AI is following the same trajectory, but at a far greater speed and with much higher stakes. The incentives—economic, scientific, and military—to push forward are immense. The technology is fundamentally digital and easily distributable. The knowledge is already public. To believe that a global, verifiable, and enforceable pause could be implemented is to ignore both human nature and the history of technology.
Navigating the Trap: A Path Forward in an Uncontrollable World
If comprehensive, top-down governance is an illusion, does that mean we are helpless? Not necessarily. It means we must shift our strategy from one of prevention and control to one of adaptation and resilience. The innovation trap may be inescapable, but we can learn to navigate it more wisely.
The first step is a radical acceptance of the reality that malicious use of AI is inevitable. This shifts the focus from trying to prevent the development of powerful models to building robust societal and technical defenses against their misuse. This includes developing powerful AI-driven tools for cybersecurity, creating universally adopted standards for authenticating media to combat deepfakes, and launching massive public education campaigns on digital literacy and critical thinking.
Secondly, instead of trying to slow down capability research, we must exponentially accelerate safety, alignment, and interpretability research.

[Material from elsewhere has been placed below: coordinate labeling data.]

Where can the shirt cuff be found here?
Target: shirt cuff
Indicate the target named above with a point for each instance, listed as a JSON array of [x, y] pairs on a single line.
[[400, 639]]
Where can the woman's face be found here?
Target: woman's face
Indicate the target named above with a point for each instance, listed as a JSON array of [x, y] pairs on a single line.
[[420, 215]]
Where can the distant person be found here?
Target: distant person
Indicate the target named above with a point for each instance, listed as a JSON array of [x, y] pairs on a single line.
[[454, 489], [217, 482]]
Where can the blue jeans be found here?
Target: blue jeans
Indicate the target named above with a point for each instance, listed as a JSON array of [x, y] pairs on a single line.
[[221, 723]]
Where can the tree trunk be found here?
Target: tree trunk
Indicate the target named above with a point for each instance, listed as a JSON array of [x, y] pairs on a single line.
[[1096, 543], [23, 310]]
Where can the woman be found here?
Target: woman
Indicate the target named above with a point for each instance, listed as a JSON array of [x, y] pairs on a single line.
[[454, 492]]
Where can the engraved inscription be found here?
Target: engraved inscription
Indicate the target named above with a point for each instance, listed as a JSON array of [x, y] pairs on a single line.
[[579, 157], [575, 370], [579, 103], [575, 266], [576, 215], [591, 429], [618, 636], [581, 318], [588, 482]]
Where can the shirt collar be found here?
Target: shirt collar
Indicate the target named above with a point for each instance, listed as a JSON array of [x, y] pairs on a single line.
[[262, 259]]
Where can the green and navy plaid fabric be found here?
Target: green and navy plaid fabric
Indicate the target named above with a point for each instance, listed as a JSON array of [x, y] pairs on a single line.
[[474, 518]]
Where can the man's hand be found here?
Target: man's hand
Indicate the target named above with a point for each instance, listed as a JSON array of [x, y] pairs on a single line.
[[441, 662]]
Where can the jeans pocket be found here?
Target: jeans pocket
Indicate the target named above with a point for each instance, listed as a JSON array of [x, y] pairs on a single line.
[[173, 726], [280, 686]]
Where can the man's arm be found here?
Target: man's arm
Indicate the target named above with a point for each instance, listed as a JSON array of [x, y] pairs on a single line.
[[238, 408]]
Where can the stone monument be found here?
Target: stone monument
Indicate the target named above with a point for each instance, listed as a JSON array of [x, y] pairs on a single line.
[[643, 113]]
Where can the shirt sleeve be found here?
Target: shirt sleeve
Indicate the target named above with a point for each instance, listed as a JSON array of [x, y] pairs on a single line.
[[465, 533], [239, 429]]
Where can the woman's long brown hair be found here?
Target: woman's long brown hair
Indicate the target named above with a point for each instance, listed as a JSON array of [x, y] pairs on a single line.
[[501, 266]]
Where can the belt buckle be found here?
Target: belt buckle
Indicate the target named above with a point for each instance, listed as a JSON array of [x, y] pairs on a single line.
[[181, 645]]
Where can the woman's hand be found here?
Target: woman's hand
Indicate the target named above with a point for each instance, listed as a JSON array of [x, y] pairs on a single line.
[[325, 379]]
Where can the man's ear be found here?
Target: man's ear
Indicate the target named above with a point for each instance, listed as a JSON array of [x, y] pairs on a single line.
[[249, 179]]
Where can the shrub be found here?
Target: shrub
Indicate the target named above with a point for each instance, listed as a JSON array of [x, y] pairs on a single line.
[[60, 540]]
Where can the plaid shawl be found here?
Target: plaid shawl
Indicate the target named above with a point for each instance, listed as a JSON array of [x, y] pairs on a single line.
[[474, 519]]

This research should be massively funded, incentivized with prestigious prizes, and made the default path for the brightest minds in the field. The goal should be to ensure that our understanding of how to control these systems and align them with human values progresses faster than our ability to make them more powerful.
Finally, governance may need to be more bottom-up than top-down. The focus should be on fostering strong professional norms and a culture of responsibility within the AI community itself, much like the norms that govern gain-of-function research in virology. While not foolproof, a deeply ingrained set of ethics among practitioners can be a powerful line of defense where formal laws cannot reach.

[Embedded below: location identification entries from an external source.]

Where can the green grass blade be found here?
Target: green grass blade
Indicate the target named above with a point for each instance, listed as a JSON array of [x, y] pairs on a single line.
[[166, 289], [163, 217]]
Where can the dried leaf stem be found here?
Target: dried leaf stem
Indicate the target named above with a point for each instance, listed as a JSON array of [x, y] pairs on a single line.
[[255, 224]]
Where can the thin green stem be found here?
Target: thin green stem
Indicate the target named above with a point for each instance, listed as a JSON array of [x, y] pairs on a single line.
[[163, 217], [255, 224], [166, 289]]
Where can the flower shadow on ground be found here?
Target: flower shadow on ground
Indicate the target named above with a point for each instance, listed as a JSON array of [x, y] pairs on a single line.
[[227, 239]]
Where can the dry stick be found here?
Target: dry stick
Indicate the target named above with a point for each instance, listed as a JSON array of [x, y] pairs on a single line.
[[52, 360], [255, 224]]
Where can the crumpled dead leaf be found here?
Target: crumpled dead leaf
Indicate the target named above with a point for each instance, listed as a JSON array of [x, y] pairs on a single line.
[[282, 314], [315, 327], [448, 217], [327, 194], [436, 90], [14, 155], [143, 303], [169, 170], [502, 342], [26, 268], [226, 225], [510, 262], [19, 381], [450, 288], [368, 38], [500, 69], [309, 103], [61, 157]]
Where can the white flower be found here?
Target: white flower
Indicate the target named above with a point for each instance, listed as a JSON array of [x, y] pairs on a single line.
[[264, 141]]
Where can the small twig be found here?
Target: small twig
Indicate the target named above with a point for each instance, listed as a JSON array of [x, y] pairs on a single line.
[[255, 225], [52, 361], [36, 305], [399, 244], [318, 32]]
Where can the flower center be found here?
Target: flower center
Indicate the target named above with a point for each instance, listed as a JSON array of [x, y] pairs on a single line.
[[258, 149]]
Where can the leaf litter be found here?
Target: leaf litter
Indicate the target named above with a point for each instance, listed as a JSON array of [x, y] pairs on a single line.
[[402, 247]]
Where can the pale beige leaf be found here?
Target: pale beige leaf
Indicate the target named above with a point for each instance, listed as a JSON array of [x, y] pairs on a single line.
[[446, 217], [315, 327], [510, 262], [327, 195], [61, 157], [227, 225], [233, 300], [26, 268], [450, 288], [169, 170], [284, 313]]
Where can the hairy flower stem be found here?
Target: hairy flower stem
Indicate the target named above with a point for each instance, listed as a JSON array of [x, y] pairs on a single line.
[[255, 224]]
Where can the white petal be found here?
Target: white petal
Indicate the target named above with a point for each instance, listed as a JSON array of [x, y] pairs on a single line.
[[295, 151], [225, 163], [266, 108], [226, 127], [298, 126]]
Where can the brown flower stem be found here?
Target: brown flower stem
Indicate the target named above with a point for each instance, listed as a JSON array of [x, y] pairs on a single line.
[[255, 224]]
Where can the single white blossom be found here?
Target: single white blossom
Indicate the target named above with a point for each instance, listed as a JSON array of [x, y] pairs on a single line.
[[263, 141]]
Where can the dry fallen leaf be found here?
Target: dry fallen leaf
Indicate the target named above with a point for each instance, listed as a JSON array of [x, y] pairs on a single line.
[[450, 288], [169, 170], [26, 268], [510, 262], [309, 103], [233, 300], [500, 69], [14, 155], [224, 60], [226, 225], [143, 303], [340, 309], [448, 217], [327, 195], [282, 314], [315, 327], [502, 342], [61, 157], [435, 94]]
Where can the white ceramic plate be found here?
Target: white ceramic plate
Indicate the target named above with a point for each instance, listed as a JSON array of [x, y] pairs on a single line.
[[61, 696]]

The age of AI presents a challenge unlike any we have faced before. We are building machines whose capabilities may soon exceed our own, and we are doing so on a global stage rife with conflict and mistrust. The “innovation trap” suggests that our old models of control and regulation are no longer fit for purpose. The task ahead is not to stop the future from arriving, but to build a world resilient enough to withstand its arrival. It is a daunting challenge, one that requires less legislative hubris and more societal humility.